The administration rejected the plan.

“The United States has powerful sanctions authorities specifically designated to combat narcotics-trafficking organizations and the individuals and entities that enable them,” said White House press secretary Karine Jean-Pierre.

Some Republicans have even called for the U.S. military to target facilities of drug cartels inside Mexico. Legislation to put the U.S. “at war with the cartels by authorizing the use of military force” has been introduced by Republican lawmakers.

“We must start treating them like ISIS, because that is who they are,” said Republican Congressman Dan Crenshaw, a co-sponsor of the bill.

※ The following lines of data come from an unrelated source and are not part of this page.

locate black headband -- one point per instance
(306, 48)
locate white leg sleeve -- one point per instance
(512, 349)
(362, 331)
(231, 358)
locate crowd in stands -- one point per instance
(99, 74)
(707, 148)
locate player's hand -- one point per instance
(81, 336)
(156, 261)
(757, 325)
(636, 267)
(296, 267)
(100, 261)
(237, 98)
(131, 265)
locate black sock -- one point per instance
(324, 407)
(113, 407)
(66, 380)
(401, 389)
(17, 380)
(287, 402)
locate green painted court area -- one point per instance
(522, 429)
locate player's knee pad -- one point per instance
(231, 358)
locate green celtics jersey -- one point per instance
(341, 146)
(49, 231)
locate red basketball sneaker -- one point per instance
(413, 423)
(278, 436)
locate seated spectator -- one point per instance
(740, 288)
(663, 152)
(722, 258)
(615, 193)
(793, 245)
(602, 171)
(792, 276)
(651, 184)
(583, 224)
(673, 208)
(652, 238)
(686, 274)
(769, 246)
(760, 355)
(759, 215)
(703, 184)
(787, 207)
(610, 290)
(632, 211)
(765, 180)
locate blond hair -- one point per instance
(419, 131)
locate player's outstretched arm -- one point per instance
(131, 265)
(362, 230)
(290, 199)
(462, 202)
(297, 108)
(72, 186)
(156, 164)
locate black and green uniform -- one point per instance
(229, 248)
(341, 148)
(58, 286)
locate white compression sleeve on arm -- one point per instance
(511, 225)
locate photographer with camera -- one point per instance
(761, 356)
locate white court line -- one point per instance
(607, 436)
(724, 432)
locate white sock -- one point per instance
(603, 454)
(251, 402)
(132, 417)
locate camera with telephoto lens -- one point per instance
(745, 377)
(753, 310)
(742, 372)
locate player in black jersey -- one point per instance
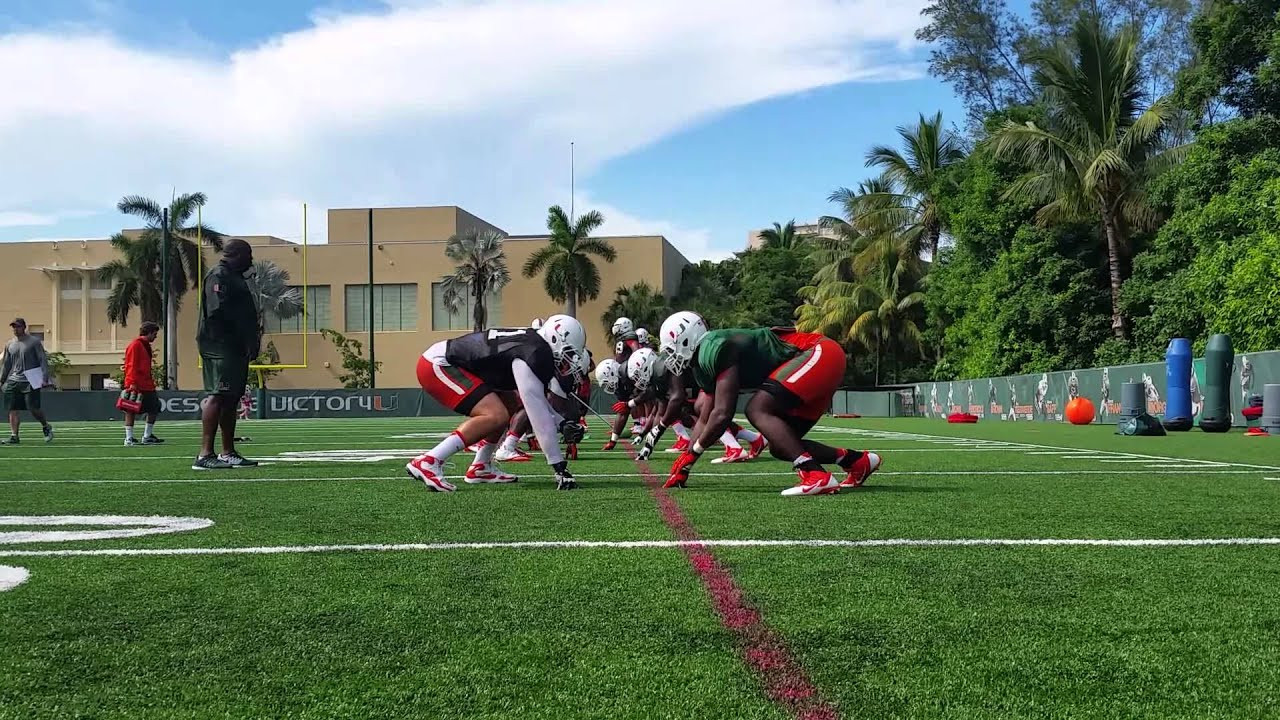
(483, 374)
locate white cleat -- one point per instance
(814, 482)
(430, 472)
(732, 455)
(512, 456)
(480, 474)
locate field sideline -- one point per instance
(1001, 569)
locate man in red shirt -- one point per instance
(137, 378)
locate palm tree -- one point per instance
(480, 268)
(137, 273)
(905, 196)
(273, 294)
(570, 276)
(877, 310)
(1097, 146)
(781, 236)
(640, 302)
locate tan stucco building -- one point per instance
(56, 288)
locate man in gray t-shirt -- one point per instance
(24, 359)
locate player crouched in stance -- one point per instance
(795, 374)
(481, 374)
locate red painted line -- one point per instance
(762, 648)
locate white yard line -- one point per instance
(216, 477)
(641, 545)
(123, 527)
(1100, 454)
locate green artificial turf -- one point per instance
(567, 633)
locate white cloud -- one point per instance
(22, 219)
(424, 103)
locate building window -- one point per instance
(461, 320)
(318, 314)
(69, 286)
(394, 308)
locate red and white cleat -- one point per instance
(732, 455)
(814, 482)
(479, 474)
(430, 472)
(513, 456)
(860, 470)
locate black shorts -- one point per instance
(150, 402)
(21, 396)
(225, 377)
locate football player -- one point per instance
(652, 381)
(795, 374)
(481, 374)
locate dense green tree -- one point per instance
(1207, 269)
(1237, 46)
(781, 236)
(1011, 296)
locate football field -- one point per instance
(990, 570)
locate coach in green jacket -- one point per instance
(229, 338)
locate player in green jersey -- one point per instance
(795, 374)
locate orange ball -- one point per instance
(1079, 411)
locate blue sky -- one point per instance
(696, 122)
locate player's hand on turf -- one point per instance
(680, 469)
(563, 478)
(571, 432)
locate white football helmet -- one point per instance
(641, 367)
(622, 326)
(679, 338)
(607, 374)
(567, 340)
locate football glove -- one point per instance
(680, 469)
(563, 478)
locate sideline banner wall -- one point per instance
(286, 404)
(1045, 396)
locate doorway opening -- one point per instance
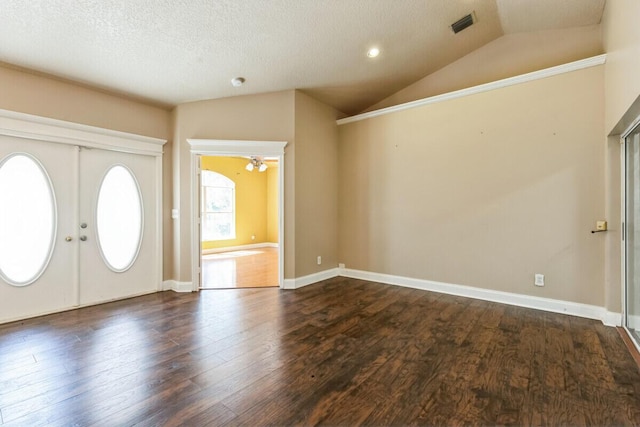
(257, 157)
(239, 235)
(631, 233)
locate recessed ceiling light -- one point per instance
(237, 82)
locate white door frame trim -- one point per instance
(227, 148)
(623, 220)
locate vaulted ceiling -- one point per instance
(175, 51)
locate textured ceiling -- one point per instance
(176, 51)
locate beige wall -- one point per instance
(316, 186)
(621, 37)
(508, 56)
(266, 117)
(29, 93)
(32, 94)
(310, 194)
(484, 190)
(272, 203)
(251, 197)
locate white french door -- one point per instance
(631, 235)
(78, 226)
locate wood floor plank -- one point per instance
(340, 352)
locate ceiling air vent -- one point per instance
(463, 23)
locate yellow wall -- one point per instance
(272, 203)
(251, 200)
(484, 190)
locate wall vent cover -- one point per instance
(464, 22)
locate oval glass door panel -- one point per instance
(119, 218)
(27, 219)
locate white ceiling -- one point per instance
(176, 51)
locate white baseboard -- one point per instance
(538, 303)
(239, 248)
(300, 282)
(174, 285)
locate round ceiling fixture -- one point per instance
(373, 52)
(237, 81)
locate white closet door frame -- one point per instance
(38, 128)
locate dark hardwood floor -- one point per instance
(341, 352)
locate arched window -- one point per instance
(218, 206)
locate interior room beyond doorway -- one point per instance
(239, 217)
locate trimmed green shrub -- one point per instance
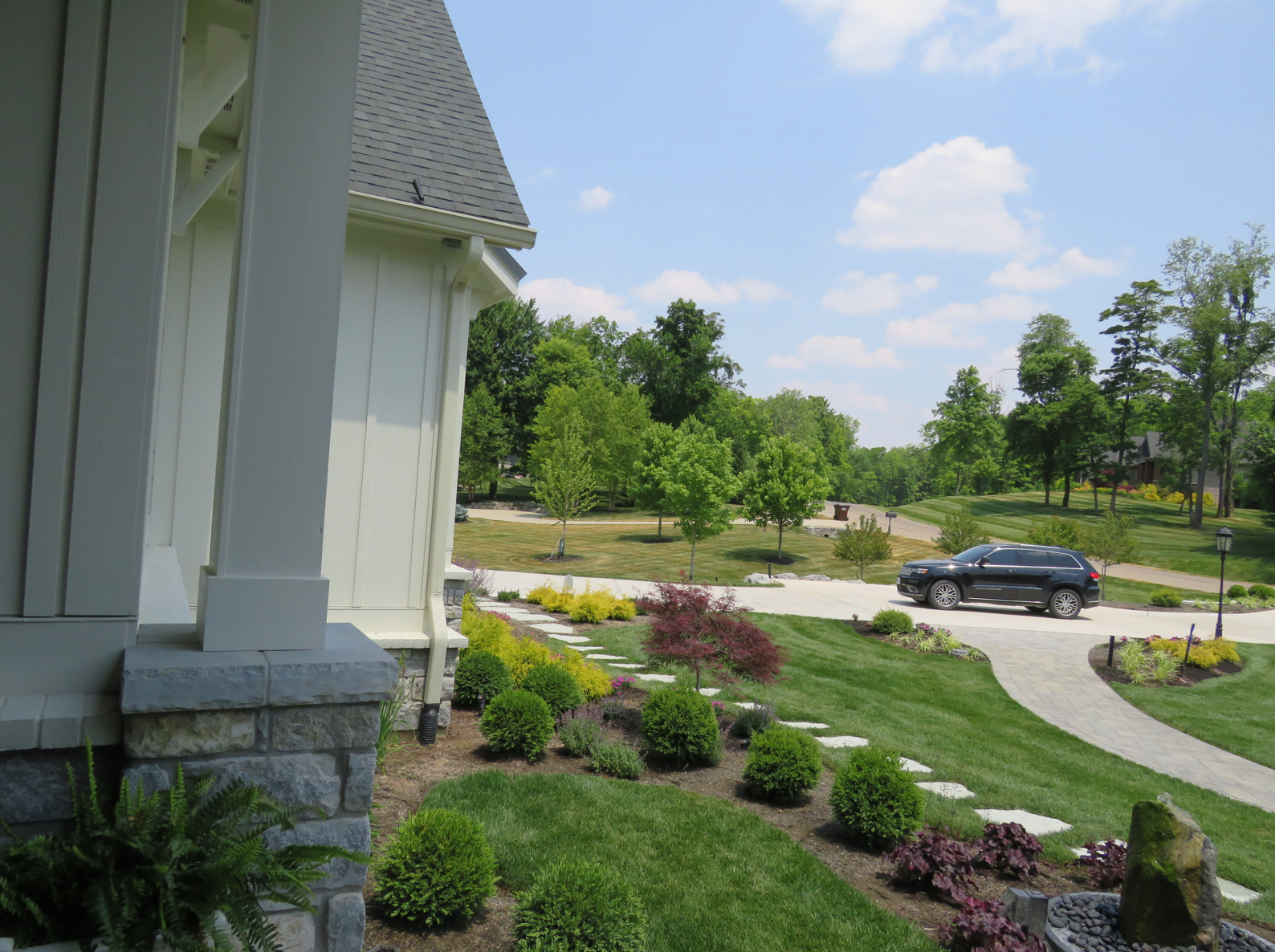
(580, 906)
(436, 867)
(893, 620)
(783, 763)
(518, 720)
(556, 686)
(875, 797)
(680, 724)
(616, 759)
(481, 673)
(752, 720)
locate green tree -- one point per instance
(698, 482)
(1110, 542)
(565, 481)
(863, 544)
(786, 488)
(960, 531)
(483, 440)
(967, 429)
(678, 364)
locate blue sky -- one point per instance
(872, 193)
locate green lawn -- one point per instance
(629, 552)
(1236, 713)
(1166, 540)
(711, 874)
(954, 717)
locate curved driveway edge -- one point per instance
(1051, 677)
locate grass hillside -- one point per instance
(1163, 535)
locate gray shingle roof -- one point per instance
(418, 114)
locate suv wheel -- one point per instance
(1065, 603)
(943, 594)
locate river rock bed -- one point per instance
(1088, 921)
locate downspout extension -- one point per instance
(446, 474)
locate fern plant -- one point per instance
(161, 867)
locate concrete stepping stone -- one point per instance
(557, 630)
(1033, 822)
(953, 791)
(843, 741)
(1236, 893)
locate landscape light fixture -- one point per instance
(1224, 538)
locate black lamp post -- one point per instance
(1224, 538)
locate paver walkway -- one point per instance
(1051, 677)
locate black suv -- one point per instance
(1041, 578)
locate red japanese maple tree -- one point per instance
(694, 629)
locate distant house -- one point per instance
(247, 241)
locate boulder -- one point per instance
(1171, 895)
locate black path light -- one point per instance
(1224, 538)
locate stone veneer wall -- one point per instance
(299, 724)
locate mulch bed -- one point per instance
(1187, 676)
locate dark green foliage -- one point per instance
(616, 759)
(160, 867)
(518, 720)
(893, 620)
(752, 720)
(876, 799)
(556, 686)
(438, 867)
(580, 906)
(680, 724)
(782, 763)
(481, 673)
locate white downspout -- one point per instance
(446, 464)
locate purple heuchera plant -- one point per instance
(982, 927)
(1008, 848)
(934, 863)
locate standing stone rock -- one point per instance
(1171, 895)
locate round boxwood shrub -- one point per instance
(893, 620)
(481, 673)
(680, 724)
(436, 867)
(580, 906)
(518, 720)
(556, 686)
(783, 763)
(875, 797)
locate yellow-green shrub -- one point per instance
(1204, 654)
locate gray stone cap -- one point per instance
(182, 677)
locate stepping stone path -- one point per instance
(1033, 822)
(845, 741)
(953, 791)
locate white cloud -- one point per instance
(837, 352)
(556, 297)
(1071, 266)
(954, 325)
(593, 199)
(874, 35)
(672, 284)
(862, 293)
(947, 197)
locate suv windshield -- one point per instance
(972, 555)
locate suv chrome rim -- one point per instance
(945, 594)
(1066, 603)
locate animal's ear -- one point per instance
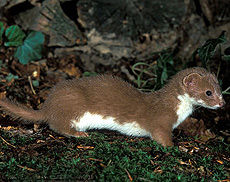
(191, 79)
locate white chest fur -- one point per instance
(184, 108)
(95, 121)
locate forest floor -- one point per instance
(37, 153)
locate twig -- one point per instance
(130, 177)
(31, 85)
(7, 142)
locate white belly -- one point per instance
(95, 121)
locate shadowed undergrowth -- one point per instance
(110, 157)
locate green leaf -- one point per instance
(208, 49)
(14, 35)
(31, 49)
(1, 30)
(35, 83)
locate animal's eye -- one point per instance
(208, 93)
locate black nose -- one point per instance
(222, 103)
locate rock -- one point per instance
(50, 19)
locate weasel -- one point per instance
(107, 102)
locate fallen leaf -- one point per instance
(85, 147)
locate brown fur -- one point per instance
(110, 96)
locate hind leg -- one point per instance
(75, 133)
(69, 131)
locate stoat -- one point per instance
(107, 102)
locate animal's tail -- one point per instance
(18, 111)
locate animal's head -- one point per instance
(204, 89)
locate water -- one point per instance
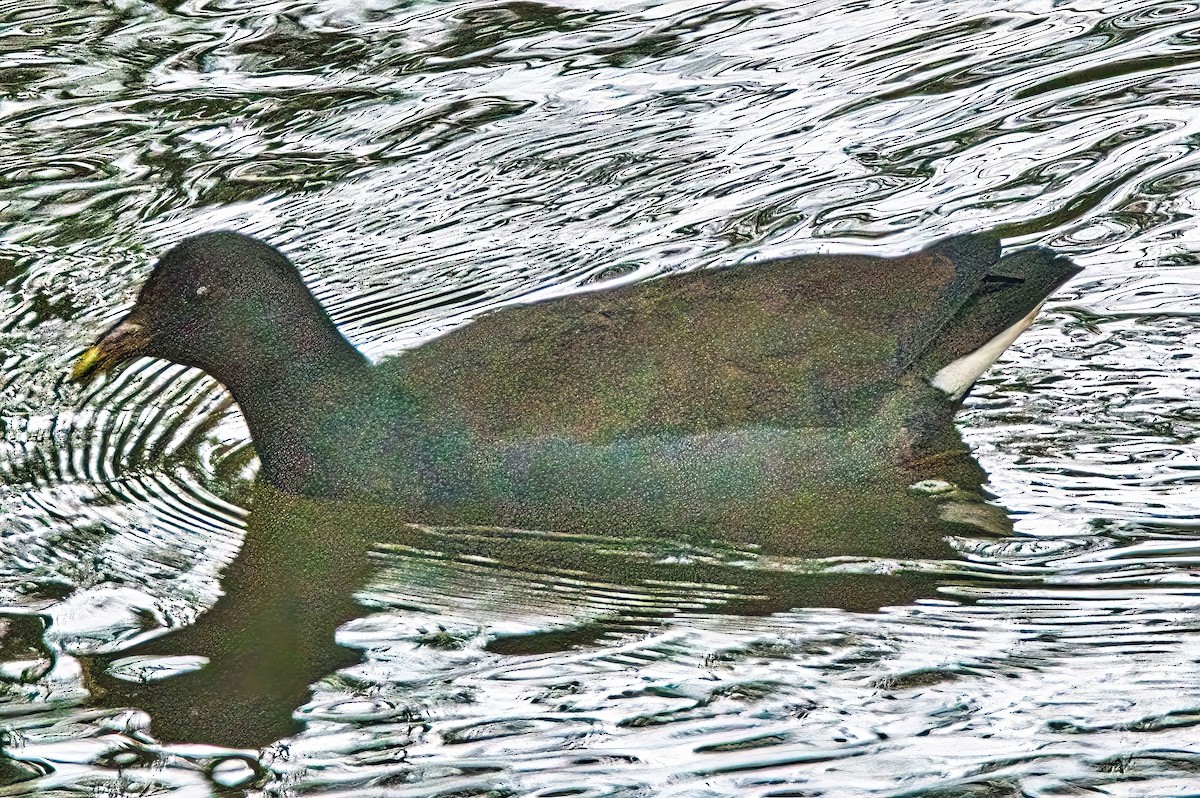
(424, 162)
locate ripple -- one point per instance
(424, 165)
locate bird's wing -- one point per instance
(807, 342)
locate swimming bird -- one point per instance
(745, 402)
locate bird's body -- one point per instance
(723, 402)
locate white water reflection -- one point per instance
(424, 162)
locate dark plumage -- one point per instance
(741, 402)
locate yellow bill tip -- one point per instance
(89, 363)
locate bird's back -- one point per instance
(815, 341)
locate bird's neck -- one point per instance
(298, 395)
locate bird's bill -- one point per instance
(124, 342)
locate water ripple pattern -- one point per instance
(425, 162)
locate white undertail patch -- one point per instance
(958, 377)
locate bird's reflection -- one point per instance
(271, 635)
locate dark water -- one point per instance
(423, 162)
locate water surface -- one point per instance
(424, 162)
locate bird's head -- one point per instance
(210, 300)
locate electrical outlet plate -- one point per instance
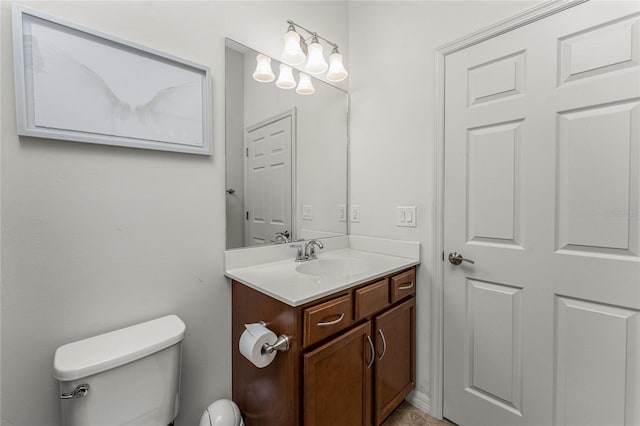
(406, 216)
(355, 212)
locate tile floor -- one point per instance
(408, 415)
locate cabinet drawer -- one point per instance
(371, 299)
(327, 318)
(403, 285)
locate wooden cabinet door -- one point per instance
(395, 357)
(337, 380)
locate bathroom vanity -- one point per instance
(352, 346)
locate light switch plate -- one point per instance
(406, 216)
(307, 212)
(355, 212)
(342, 213)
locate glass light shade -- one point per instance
(285, 79)
(263, 70)
(305, 87)
(292, 53)
(337, 72)
(316, 63)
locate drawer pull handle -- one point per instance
(406, 287)
(373, 352)
(384, 344)
(334, 322)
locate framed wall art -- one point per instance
(73, 83)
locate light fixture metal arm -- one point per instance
(314, 34)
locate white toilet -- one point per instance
(126, 377)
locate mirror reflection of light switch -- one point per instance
(307, 212)
(342, 213)
(355, 212)
(406, 216)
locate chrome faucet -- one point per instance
(310, 249)
(282, 237)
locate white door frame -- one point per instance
(437, 288)
(294, 171)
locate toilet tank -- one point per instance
(133, 375)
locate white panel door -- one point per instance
(542, 191)
(268, 180)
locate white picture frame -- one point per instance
(77, 84)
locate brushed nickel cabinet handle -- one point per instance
(325, 324)
(384, 344)
(373, 352)
(406, 287)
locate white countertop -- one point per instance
(280, 280)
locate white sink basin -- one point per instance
(333, 267)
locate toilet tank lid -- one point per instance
(100, 353)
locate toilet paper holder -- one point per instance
(282, 344)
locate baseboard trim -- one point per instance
(420, 400)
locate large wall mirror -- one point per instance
(286, 157)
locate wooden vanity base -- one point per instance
(328, 376)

National Security Council spokesperson Adrienne Watson said the administration is not considering military action in Mexico.

“We have robust law enforcement cooperation with Mexico, which has enabled us to take successful action against cartels, transnational criminal organizations, drug traffickers and human smugglers, and that will continue,” she said in a statement to VOA.

Lopez Obrador confirmed that members of his security Cabinet are in the U.S. this week to discuss fentanyl trafficking with U.S. officials. The meeting is a followup of the January summit in Mexico City to discuss better cooperation on various issues, including fentanyl trafficking, between U.S. President Joe Biden, Lopez Obrador and Canadian Prime Minister Justin Trudeau.